Both companies presented big plans in the sequencing space, but they are far too new on the scene to predict disruption of a quickly maturing market. “Seeing real data from real users will be interesting. Until then, it’s just marketing meant to slow down Illumina,” noted Shawn Baker, the founder of the genomics consulting firm SanDiegOmics.com.
GenapSys originally announced their technology several years ago including an alpha/beta testing program that never seemed to get off the ground. Having been in stealth mode for roughly five years, Genapsys resurfaced earlier this year at JP Morgan Healthcare with the announcement of a commercial launch of a portable, inexpensive sequencer with Gene Electronic Nano-Integrated Ultra-Sensitive (GENIUS) technology. Therefore, it was not a complete surprise to see them presenting at AGBT last week.
The technology underlying their technology remains somewhat unclear. In a very brief conversation with Hesaam Esfandyarpour, PhD, the CEO of Genapsys, he noted that the DNA is anchored to the chip and the polymerase is tethered to the DNA. Esfandyarpour, an inventor on the ion torrent patents, started GenapSys in 2010, just after receiving his PhD in electrical engineering from Stanford in 2009, according to his Linkedin page.
Genapsys noted that they have two chips developed—one with one million sensors and a second with 16 million sensors—but have a goal of 144 million sensors on one chip. The system will cost $10,000 with average run costs at about $300 and turnaround time in one day.

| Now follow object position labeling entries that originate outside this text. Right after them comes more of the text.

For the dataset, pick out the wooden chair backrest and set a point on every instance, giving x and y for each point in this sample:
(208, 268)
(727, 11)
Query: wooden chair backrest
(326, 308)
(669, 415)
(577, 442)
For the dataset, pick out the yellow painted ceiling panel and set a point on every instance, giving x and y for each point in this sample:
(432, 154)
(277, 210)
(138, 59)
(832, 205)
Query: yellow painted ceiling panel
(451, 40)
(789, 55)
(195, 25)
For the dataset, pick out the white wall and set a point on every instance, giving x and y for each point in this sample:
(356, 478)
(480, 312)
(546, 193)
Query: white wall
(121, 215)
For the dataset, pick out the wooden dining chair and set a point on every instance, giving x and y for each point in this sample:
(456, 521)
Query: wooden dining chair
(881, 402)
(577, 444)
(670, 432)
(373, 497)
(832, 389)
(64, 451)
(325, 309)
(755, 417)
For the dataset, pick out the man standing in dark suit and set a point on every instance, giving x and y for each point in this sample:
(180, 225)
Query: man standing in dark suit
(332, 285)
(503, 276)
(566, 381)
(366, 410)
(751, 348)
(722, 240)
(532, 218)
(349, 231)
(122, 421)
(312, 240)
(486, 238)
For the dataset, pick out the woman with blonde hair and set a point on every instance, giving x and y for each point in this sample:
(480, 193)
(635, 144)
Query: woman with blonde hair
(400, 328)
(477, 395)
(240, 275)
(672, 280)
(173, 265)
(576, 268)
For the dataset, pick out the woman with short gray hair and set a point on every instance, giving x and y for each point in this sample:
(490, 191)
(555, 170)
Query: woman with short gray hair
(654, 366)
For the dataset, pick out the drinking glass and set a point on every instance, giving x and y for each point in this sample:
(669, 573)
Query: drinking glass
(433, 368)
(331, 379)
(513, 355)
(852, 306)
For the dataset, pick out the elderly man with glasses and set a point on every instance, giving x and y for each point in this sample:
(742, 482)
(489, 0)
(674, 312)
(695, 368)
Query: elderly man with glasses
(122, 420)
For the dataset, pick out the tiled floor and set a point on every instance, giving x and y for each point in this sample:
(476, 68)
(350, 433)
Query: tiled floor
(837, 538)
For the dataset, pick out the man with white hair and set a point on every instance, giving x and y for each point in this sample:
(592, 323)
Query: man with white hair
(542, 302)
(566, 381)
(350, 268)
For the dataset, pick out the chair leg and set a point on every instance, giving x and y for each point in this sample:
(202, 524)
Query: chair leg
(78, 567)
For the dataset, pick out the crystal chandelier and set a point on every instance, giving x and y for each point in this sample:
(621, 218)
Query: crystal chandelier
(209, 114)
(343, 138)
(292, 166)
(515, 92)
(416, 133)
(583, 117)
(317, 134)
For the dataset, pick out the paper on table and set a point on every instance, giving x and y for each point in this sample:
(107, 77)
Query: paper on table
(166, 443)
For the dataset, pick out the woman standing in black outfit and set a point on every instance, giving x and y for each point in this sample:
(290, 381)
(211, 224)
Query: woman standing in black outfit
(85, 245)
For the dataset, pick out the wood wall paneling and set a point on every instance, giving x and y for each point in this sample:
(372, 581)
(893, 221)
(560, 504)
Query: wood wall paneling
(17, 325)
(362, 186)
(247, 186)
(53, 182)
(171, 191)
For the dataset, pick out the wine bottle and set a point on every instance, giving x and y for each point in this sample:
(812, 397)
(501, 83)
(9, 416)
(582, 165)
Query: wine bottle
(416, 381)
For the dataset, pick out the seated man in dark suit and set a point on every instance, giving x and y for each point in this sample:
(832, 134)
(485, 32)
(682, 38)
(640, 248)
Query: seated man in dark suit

Tan unveiled a novel sequencing approach called “CoolNGS”—an extension of their core DNBseq™ sequencing technology, claiming that CoolNGS packs the coveted quadruple threat of sequencing—enhancing throughput, accuracy, read length, and cost effectiveness.
CoolNGS uses unlabeled nucleotides and four fluorescent labeled antibodies in its cPAS (combinatorial probe anchored synthesis) sequencing process to recognize the incorporated bases. Detection via antibodies allows them to use unmodified nucleotides in the sequencing reaction. This, according to Tan, avoids “scars” that can accumulate with traditional sequencing methods and affect the accuracy of subsequent reads. In this new process, the natural scarless bases are added in each sequencing cycle, keeping the polymerase happy and enabling more accurate and longer reads.
“The multiple fluorescent dye molecules attached to the antibodies provide a higher signal-to-noise ratio and reduced consumption of expensive materials, together with incorporating natural bases with no interference between sequencing cycles,” said Rade Drmanac, PhD, CSO of MGI.
In addition, MGI’s newest sequencing platform, MGISEQ-T7 was center stage with a promotional movie that made sequencing DNA feel like it should be done on the Millennium Falcon. (The video can be viewed here, courtesy of Dale Yuzuki’s Twitter account.)
MGI notes that the T7 delivers 6Tb of data per day and that its quadruple flow cell staging allows simultaneous but independent operation of 1 to 4 flow cells in a single run. With its single tube Long Fragment Read (stLFR) technology, the platform enables both long reads at 50–70kb and short reads at 5000M reads per flow cell, as well as multiple applications, in the same run on the same instrument. They hope to roll out the T7 at the end of the year at $1 million/instrument and $5.00/Gb.
After Tan’s presentation, Eric Green, MD, PhD, director of the National Human Genome Research Institute, provided a moment of brevity by asking if the T7 would be available on Amazon, clarifying that he would expect free shipping with his Amazon Prime account. The laughter in the room was as genuine as the sense that MGI intends for the T7 to become a contender in the sequencing revolution.